Au même moment, un autre élément va favoriser l’émergence d’une réforme nécessaire de la manière de diriger : le monde de l’entreprise connaît sa première vague de procès pour harcèlement moral. Dénigrements et brimades, humiliations publiques, critiques violentes et personnelles, mesures vexatoires… ces comportements, qui sans être forcément la règle, ne faisaient pas non plus exceptions, paraissent désormais insupportables et ne peuvent plus être tolérés au sein d’une société.
Le concept de « management bienveillant » s’affirme alors comme la volonté de diriger les collaborateurs d’une entreprise de « manière douce », sans heurter ni brusquer. Pur argument rhétorique pour recruter plus facilement ? Ou réalité concrète reflétant un véritable changement d’esprit dans le monde de l’entreprise ? Difficile de faire la part des choses si l’on veut échapper à la fois au cynisme et à la crédulité. Les esprits les plus sceptiques trouveront une certaine ironie à voir ce terme de « bienveillance » appliqué au monde du travail lorsque celui-ci devient de plus en plus dur comme en attestent l’augmentation du stress, l’explosion des burn-out et la précarisation de l’emploi. Mais justement, n’est-ce pas là confondre le mal et son remède ?
Le fondement du sentiment moral
Avant d’être une vertu cardinale de management, la notion de bienveillance relevait plutôt de la réflexion philosophique et plus particulièrement de l’éthique. Le philosophe Francis Hutcheson (1694-1746), considéré comme le père des Lumières écossaises, voyait dans la bienveillance le fondement du sentiment moral et le principe de toute action vertueuse des hommes entre eux. Il la définit ainsi : « Une affection qui vous porte à désirer le bonheur de notre prochain ». Mais la notion de bienveillance trouve son point d’apogée avec la philosophie de Kant (1724-1804). « La maxime de la bienveillance (l’amour pratique de l’homme) est un devoir de tout homme envers les autres d’après la loi éthique de la perfection : “Aime ton prochain comme toi-même”, écrit ce dernier dans La doctrine de la vertu. La bienveillance est notamment un des éléments fondamentaux de l’amitié : Elle se substitue à l’intérêt et est le gage de toute relation amicale sincère.
Alors, tous “friendly” au sein de l’entreprise baignée de bienveillance ? Le manager serait-il devenu “cet ami qui vous veut du bien” ? Par-delà les discours, la réalité est parfois plus rugueuse. Et pour cause : “Le management bienveillant, il faut déjà pouvoir le faire. Ce n’est pas toujours possible. Il faut avoir une forme de sérénité, de profondeur d’âme, ne pas avoir de revanche à prendre sur la vie, explique avec franchise Grégoire Cabri-Wiltzer, Présiendent de Nim Europe, cabinet spécialisé dans le management de transition. La ‘bonté’ en entreprise présuppose aussi qu’on ait une forme de liberté et pas trop de contingences matérielles. C’est beaucoup plus facile d’être bienveillant quand tout va bien. Ça en est même le symptôme”.
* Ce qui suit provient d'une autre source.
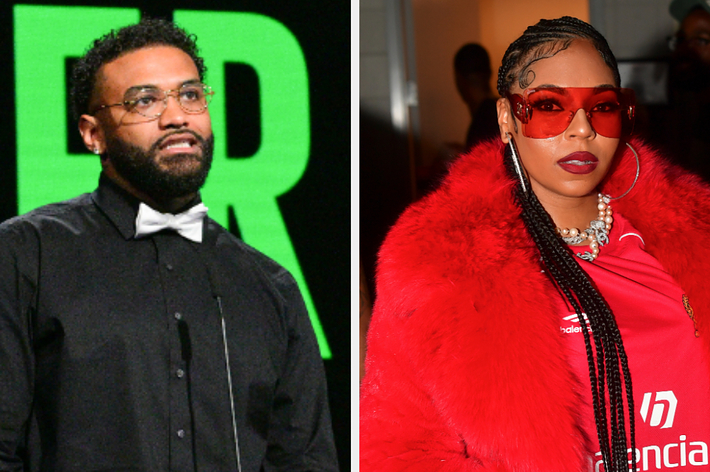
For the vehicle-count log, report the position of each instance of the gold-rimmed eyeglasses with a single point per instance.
(151, 102)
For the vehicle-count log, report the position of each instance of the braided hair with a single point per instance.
(608, 365)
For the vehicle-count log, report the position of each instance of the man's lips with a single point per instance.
(179, 142)
(579, 162)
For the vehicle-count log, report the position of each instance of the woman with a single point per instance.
(477, 359)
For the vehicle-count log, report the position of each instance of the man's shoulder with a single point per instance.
(50, 215)
(229, 246)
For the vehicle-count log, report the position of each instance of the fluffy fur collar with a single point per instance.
(465, 367)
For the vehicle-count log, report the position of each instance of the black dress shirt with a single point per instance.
(112, 356)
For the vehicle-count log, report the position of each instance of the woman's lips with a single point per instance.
(579, 163)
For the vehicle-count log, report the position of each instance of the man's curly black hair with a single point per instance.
(148, 32)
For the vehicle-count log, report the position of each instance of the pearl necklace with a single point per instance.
(597, 234)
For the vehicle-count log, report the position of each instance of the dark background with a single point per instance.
(317, 209)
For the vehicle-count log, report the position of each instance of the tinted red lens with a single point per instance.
(547, 112)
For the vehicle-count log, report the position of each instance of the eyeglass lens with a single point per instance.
(547, 112)
(152, 101)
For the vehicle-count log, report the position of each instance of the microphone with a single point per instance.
(217, 292)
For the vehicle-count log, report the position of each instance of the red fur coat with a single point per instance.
(465, 367)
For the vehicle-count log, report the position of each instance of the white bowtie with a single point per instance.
(187, 224)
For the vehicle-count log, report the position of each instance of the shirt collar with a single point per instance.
(120, 207)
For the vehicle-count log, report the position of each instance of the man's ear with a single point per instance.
(506, 121)
(92, 134)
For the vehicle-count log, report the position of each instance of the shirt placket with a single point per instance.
(181, 430)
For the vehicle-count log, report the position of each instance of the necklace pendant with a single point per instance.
(597, 232)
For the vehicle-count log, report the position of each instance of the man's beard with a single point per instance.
(141, 169)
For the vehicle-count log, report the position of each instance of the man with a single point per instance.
(472, 70)
(136, 334)
(680, 127)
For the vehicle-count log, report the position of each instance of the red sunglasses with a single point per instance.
(548, 111)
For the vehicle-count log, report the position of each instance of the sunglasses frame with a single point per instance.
(523, 110)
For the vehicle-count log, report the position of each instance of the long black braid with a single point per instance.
(608, 365)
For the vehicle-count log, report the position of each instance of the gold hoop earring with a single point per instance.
(638, 171)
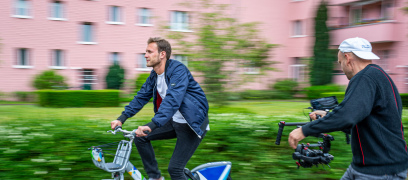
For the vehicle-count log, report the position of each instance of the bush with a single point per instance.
(264, 94)
(79, 98)
(49, 80)
(314, 92)
(339, 95)
(404, 98)
(286, 86)
(140, 80)
(24, 96)
(115, 77)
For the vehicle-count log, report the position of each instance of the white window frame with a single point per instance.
(27, 60)
(84, 77)
(87, 29)
(298, 28)
(142, 15)
(353, 20)
(115, 15)
(61, 56)
(57, 11)
(180, 21)
(141, 63)
(114, 57)
(22, 6)
(181, 58)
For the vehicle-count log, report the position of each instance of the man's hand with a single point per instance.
(115, 123)
(140, 131)
(295, 136)
(317, 112)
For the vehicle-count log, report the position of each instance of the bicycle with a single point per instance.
(121, 164)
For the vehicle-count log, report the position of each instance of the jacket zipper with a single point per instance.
(190, 126)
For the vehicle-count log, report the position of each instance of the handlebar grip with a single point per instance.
(347, 138)
(279, 136)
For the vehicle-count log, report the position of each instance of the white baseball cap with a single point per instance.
(359, 46)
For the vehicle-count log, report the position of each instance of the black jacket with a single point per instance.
(372, 108)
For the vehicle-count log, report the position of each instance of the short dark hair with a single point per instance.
(162, 45)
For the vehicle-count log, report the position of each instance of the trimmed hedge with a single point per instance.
(404, 98)
(314, 92)
(339, 95)
(264, 94)
(78, 98)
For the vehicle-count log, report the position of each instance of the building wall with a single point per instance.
(277, 19)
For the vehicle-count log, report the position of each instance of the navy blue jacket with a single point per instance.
(372, 108)
(183, 94)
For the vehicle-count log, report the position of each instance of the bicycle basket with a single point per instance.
(120, 158)
(213, 170)
(324, 103)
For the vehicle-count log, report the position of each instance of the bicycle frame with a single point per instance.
(121, 164)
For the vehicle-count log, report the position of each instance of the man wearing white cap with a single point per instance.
(372, 109)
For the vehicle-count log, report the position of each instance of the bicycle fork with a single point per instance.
(133, 172)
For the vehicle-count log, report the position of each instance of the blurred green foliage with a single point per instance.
(218, 44)
(115, 77)
(78, 98)
(51, 143)
(140, 80)
(321, 71)
(49, 80)
(25, 96)
(314, 92)
(286, 86)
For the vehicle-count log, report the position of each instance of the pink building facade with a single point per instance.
(82, 38)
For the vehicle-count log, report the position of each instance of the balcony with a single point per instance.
(379, 32)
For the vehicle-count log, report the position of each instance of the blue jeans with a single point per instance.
(187, 143)
(353, 174)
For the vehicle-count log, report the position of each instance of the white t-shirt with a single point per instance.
(162, 89)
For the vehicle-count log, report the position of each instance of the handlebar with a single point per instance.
(125, 132)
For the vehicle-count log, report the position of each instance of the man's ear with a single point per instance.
(347, 58)
(163, 54)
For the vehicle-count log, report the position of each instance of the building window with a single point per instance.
(115, 15)
(144, 16)
(87, 35)
(57, 58)
(384, 59)
(87, 78)
(23, 57)
(114, 57)
(355, 15)
(22, 8)
(141, 63)
(298, 71)
(57, 10)
(179, 21)
(297, 28)
(182, 59)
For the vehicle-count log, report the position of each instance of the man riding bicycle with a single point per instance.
(180, 106)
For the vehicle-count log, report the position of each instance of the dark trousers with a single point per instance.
(187, 143)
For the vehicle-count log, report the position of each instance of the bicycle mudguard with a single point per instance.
(213, 171)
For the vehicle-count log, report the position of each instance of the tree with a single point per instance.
(115, 77)
(218, 44)
(322, 67)
(49, 80)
Les règles du management bienveillant
De fait, le concept se traduit en principes de management et en règles de conduite dont les contours restent parfois un peu nébuleux. Quels sont ces commandements de la nouvelle doxa managériale ? Comment doit se comporter le manager bienveillant ? Les spécialistes s’accordent sur un point : il doit tout d’abord être disponible et à l’écoute. C’est la base. Mais il doit aussi, au gré des recommandations, être disponible et souple, fixer des objectifs atteignables pour ne pas mettre ses collaborateurs en échec, injecter du sens dans le travail et donner de la reconnaissance, sans oublier d’accorder avec mansuétude le droit à l’erreur. Bref, devenir Jésus, Socrate et Bouddha à la fois.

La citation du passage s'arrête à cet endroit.